I experienced a number of firsts in my freshmen year. I saw my first “Snowmobile 500”, while standing in two feet of snow. I experienced the most frigid winter of my life, including an entire week where the temp never made it above 0. Despite the glacial conditions, students there still strolled around campus, and many even made the hike into into town. And, I attended my very first protest march; more on that later.
Lake Superior State had been built on the top of a very large hill, with a magnificent view. One could see all the across the St. Mary’s River, into Sault Ste Marie, Canada. There were many Canadian students there, and they all seemed to play hockey. Our dorm was the former Fort Brady, remodeled to accommodate members of the Womens’ Air Corp (WACS) in the 1930’s. (See photos below). Our dorm rooms were heated with ancient steam radiators, which could peel the paint right off the walls. There was no need for air conditioning, opening the windows could easily induce frostbite.
It was there that I found myself in the fall of 1969, a young lad of 17. I celebrated my 18th birthday in October, and registered for the draft in a funky old bring building in Sault Ste Marie. I received my draft card with a student exemption, postponing my chances of going to war. As Charlie Daniels wrote so eloquently, “a rich man goes to college and a poor man goes to work.” My family wasn’t exactly rich, as Mr. Daniels might have described it; however we did have the means to afford college with a low interest student loan package.
The Fall of 1969 was filled with protest marches against the war in Vietnam. There were rallies across the nation, including sleepy little places like Sault Ste Marie, Michigan. I was curious about such things, and decided to participate. We had a crowd of a hundred or so marchers, with the customary protest signs. We had barely begun to march, when the first beer bottle was thrown into the crowd. As we walked, the beer bottles continued to fly, as well as rocks, bricks and anything else the onlookers could find. Several students were injured by the projectiles, some rather seriously. Though not injured, I had a couple of near misses, with a bottle parting the hair on my head. I still remember thinking to myself, that if there is this kind of reaction in little Sault Saint Marie, it was going to affect the whole country.
Looking back, the event was a watershed for me, in learning how to deal with crowds, anger and violence. It eventually lead me to a career in policing where I worked a lot with various sorts of political demonstrations. Our goal was to have the different sides engage in constructive discussion, but sometimes the anger and violence got in the way. I learned the finer points of crowd psychology the hard way, watching what seemed a peaceful crowd suddenly turn violent. There were almost always some folks in the crowds who excelled in the incitement of violence; we even had a guy plow his car through a block full of marchers.

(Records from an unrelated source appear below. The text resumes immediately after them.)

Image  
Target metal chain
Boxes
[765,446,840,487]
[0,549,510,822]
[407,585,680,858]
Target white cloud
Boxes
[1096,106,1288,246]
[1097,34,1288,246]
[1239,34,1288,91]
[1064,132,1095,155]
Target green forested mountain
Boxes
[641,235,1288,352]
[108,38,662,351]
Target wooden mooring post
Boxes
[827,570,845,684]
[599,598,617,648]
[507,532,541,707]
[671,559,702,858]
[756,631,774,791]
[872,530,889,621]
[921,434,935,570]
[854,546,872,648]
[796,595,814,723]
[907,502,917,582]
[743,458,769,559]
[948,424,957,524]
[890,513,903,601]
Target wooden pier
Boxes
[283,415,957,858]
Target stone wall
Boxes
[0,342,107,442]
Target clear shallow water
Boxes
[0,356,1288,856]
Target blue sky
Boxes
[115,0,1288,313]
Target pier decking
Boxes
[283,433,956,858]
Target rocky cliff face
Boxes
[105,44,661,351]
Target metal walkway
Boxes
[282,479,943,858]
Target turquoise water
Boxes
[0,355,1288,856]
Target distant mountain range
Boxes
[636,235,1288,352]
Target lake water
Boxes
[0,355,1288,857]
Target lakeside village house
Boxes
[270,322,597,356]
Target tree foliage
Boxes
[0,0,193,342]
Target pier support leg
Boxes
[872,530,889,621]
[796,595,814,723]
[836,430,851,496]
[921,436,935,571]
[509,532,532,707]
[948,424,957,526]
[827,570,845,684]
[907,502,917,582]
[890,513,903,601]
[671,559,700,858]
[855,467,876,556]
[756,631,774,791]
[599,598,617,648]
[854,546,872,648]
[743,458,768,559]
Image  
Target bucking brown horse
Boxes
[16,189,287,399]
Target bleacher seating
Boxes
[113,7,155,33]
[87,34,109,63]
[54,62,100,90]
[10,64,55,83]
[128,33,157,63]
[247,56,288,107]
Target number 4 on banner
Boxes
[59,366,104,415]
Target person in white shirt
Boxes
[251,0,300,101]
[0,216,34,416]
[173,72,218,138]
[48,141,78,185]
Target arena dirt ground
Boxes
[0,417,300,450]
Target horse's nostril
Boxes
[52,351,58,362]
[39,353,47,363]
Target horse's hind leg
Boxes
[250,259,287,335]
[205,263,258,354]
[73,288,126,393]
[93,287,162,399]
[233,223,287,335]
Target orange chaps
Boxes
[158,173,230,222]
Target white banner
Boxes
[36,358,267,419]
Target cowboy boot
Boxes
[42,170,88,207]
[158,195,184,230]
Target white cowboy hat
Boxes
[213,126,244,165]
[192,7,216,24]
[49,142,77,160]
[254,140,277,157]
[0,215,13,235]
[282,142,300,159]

Some of those things you never forget, even with the onset of Dementia. Sometimes they even push their way into dreams. I truly enjoyed my career as an officer, but some things are still really hard to forget. There are triggers that awaken old memories. But my memories are nothing, compared to our Vets. Sadly, they don’t always get the treatment that’s needed. It is unforgivable, after the sacrifices they’ve made for our country.
I was flipping through the channels a few days ago, and happened on Ken Burns’ PBS Vietnam saga. I wondered how many Vietnam Vets will actually watch it, having seen it first hand. I will be praying for all of them, most especially those suffering with PTSD. And I will be praying for all our veterans who have gone forth in battle. Only they know fully the price of their sacrifice, and for just that, it’s the least I can do. Whatever your politics, I hope you will join me and pray for them too.